LITTLE ROCK — Gov. Mike Beebe told reporters Tuesday he now fully supports expanding Medicaid under the federal Affordable Care Act and will seek legislative support for it, though Republicans in the Legislature have signaled the governor may have a fight on his hands.
Beebe had said previously he was inclined to support the expansion of Medicaid to include people earning up 138 percent of the federal poverty level, but he wanted to know whether Arkansas would be able to opt out of the expansion if the state became unable to afford it. He said Tuesday that federal officials have told him the state would be able to opt out of the expanded coverage.
“I’m for it,” Beebe said. “I think it’s good for our people because it’s helping folks that don’t have insurance now that are out there working their tails off. They’re not just sitting on a couch somewhere just asking for something. They’re working, but they can’t afford $1,000 or $1,500 a month insurance for their families.
“It helps our hospitals and the rest of us that are paying insurance because it attacks the uncompensated care issue,” he said. “It obviously helps the people because they can get preventive care and get to a doctor quicker than waiting to go to the emergency room when they’re really bad off.”
Beebe acknowledged that appropriating money for the expansion will require a three-fourths vote in the Legislature, so legislative support is necessary “or it’s not going to happen anyway.”
The federal Centers for Medicare and Medicaid Services advised Beebe in a letter dated Aug. 31 that “if a state covers the expansion group, it may decide later to drop the coverage.”
Beebe said was satisfied by the response.
“I wanted to make sure we were the masters of our own fate,” he said.
President Obama’s Affordable Care Act originally required states to expand Medicaid or lose federal Medicaid funding, but the U.S. Supreme Court ruled that the government could not punish states for not complying by withholding money they currently receive, effectively making the expansion optional.
The federal government would pay 100 percent of the cost of the expansion for the first three years, after which the state would begin paying a portion that would gradually increase to a maximum of 10 percent.
The state Department of Human Services has estimated 250,000 people would be added to Arkansas’ Medicaid rolls under the expansion.
DHS officials have said that when factors such as an increase in the federal matching rate for the ARKids First children’s health insurance program, state income taxes on the increased federal Medicaid funding and a reduction in state spending on uncompensated care are taken into account, the expansion would save Arkansas $372 million over the first several years.
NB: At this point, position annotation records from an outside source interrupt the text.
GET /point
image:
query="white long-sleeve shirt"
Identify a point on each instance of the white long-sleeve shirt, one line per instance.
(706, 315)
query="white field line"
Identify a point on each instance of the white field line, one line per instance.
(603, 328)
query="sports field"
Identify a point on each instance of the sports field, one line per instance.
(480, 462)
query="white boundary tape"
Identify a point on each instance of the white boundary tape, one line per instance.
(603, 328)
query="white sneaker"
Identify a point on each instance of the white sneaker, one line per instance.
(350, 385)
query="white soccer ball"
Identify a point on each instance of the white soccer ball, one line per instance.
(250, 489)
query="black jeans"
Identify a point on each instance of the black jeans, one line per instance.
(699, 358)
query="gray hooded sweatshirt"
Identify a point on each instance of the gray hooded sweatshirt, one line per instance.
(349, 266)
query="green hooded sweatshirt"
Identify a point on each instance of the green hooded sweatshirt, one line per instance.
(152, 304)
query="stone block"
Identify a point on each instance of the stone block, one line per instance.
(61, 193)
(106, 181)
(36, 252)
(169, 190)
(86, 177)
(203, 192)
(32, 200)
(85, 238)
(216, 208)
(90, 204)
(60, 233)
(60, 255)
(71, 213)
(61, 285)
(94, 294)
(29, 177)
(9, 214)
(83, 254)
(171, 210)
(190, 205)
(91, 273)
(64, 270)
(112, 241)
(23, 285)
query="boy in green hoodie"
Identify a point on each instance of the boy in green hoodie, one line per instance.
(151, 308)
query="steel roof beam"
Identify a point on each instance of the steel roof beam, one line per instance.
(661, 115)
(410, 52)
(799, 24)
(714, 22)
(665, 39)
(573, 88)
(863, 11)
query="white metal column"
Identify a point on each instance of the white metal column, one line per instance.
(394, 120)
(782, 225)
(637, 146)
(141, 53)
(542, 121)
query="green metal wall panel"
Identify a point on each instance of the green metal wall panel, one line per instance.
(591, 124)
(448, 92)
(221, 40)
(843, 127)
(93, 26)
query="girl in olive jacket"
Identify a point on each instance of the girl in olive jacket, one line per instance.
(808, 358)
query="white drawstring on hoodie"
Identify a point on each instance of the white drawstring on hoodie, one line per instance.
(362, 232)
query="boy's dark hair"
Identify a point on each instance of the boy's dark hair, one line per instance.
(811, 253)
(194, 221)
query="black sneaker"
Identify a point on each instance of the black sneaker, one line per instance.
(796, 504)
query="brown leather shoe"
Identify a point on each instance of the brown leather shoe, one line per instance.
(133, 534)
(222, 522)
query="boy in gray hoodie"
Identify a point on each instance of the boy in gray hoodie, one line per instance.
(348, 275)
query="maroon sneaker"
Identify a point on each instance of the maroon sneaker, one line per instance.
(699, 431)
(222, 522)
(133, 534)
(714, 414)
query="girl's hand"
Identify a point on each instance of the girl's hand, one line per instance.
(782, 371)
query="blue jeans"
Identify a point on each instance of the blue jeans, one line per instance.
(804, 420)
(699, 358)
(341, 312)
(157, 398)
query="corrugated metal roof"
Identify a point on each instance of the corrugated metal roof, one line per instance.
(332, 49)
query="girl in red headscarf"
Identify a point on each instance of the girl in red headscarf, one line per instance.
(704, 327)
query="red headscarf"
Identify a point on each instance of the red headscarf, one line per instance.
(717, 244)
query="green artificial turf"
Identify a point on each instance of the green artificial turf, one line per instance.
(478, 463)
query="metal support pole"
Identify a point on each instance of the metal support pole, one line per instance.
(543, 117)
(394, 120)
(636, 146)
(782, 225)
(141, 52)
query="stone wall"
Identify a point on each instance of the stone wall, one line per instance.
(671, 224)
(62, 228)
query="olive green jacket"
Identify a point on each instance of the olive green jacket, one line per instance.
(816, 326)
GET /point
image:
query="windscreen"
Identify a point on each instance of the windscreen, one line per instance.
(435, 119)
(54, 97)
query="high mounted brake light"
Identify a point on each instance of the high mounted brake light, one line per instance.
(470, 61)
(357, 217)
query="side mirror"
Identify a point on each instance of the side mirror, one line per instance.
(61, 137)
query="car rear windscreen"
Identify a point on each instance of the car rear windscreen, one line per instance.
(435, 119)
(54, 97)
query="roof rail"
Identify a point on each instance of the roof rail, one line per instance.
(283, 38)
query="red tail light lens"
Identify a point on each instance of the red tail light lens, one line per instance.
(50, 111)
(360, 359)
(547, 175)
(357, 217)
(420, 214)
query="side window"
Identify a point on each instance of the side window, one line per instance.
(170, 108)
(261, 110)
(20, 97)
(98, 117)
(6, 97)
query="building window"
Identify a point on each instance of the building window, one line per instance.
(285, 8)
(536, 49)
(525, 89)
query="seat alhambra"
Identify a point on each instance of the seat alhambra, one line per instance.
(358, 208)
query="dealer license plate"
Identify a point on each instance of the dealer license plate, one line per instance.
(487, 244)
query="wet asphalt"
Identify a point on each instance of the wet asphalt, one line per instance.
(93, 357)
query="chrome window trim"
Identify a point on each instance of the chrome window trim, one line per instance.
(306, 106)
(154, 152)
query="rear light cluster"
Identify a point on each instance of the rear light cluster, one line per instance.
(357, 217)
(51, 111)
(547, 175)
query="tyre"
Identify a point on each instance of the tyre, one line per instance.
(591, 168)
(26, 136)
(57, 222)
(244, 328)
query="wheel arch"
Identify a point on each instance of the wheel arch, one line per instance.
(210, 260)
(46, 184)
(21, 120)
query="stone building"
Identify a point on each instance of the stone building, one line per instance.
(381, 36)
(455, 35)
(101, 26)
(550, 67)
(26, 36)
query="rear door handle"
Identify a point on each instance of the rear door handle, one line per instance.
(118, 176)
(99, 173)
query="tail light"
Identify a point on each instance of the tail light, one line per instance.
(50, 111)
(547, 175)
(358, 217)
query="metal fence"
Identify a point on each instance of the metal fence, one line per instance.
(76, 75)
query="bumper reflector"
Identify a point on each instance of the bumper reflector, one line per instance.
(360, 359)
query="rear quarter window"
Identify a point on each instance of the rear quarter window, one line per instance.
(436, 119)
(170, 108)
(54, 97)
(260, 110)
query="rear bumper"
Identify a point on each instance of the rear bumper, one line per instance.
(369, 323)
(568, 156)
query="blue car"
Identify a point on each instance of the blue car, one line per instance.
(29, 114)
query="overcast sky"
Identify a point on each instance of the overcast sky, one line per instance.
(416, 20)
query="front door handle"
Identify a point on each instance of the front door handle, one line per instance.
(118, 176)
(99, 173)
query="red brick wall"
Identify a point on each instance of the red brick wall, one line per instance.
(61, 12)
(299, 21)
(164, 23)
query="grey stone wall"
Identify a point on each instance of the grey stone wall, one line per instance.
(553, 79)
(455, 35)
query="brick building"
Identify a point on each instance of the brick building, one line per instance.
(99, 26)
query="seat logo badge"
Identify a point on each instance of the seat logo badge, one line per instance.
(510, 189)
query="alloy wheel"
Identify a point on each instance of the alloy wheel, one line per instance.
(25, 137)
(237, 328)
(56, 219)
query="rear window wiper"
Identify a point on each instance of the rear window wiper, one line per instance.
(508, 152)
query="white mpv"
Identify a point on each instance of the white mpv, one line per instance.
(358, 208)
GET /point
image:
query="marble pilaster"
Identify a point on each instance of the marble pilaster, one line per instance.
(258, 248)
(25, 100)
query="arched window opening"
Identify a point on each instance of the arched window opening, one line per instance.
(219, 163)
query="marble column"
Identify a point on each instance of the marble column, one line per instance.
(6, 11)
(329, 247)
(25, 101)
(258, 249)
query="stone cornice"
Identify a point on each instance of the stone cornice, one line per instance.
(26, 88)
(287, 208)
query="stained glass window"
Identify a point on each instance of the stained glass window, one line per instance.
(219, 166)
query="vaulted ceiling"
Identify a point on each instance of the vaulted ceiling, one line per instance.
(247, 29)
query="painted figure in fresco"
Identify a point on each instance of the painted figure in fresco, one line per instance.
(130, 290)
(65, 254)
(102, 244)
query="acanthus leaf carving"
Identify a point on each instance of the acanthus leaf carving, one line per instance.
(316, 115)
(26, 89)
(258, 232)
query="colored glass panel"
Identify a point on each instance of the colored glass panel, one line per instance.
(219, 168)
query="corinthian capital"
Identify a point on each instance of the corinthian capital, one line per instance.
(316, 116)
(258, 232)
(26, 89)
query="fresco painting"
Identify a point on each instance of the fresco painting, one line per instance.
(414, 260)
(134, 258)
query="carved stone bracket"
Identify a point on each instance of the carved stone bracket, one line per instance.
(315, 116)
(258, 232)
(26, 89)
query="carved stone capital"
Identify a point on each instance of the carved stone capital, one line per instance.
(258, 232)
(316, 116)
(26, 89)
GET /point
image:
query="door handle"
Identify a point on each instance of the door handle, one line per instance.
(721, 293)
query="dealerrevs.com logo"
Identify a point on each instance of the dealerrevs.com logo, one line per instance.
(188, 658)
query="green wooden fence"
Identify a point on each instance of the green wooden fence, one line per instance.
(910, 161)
When the state’s share of the cost tops out at 10 percent, the annual net cost to the state would be $4 million, according to DHS.
Beebe said Tuesday that DHS’ estimate does not take into account the full economic stimulus likely to result from increased federal Medicaid money flowing into the state.
“Some (economists) say health care dollars turn over seven times in the community,” he said, adding that helping rural hospitals stay open also benefits the economy.
Beebe also noted that Arkansans will continue paying federal taxes with or without the expansion.
“Do I let Arkansans be left out when we’re paying our fair share?” he said.
The state Medicaid program is projected to see a budget shortfall of between $250 million and $400 million in the fiscal year that starts next July. Beebe said Tuesday that increased federal dollars coming into the state for the Medicaid expansion would help reduce, but not eliminate, the impact of the shortfall.
He also said the state’s plans to change the payment system for health care providers in the state should bring down Medicaid costs eventually, but even so “there’ll have to be some cuts.”
Republican legislators have expressed resistance to the Medicaid expansion. Republican House Caucus leader Bruce Westerman, R-Hot Springs, said Tuesday that now is not the time to commit to the expansion.
“If things change in Washington on the political scene, there’s the chance that there won’t even be any funding available for Medicaid expansion or the impetus to expand Medicaid anymore, so I think supporting the expansion before the election is certainly premature,” he said.
Republican legislators have made it a goal to win majorities in the state House and Senate this year.
Rep. Terry Rice, R-Mena, Republicans’ preference for the next House speaker, said Tuesday he wanted more information, such as the cost to the state if it opts out of the expansion and then back in, how mental health and pharmaceutical services would be affected and what the long-term liability to the state would be.
“I’m still gathering information and open-minded till I hear what all the facts are and what the costs are,” he said.
Westerman said he had concerns about expanding a program with a looming shortfall and was not comforted by the assurance that Arkansas could opt out of the expanded coverage later.
“I don’t think we can go back and tell a quarter of a million people, ‘Sorry, you no longer have these benefits,’” he said.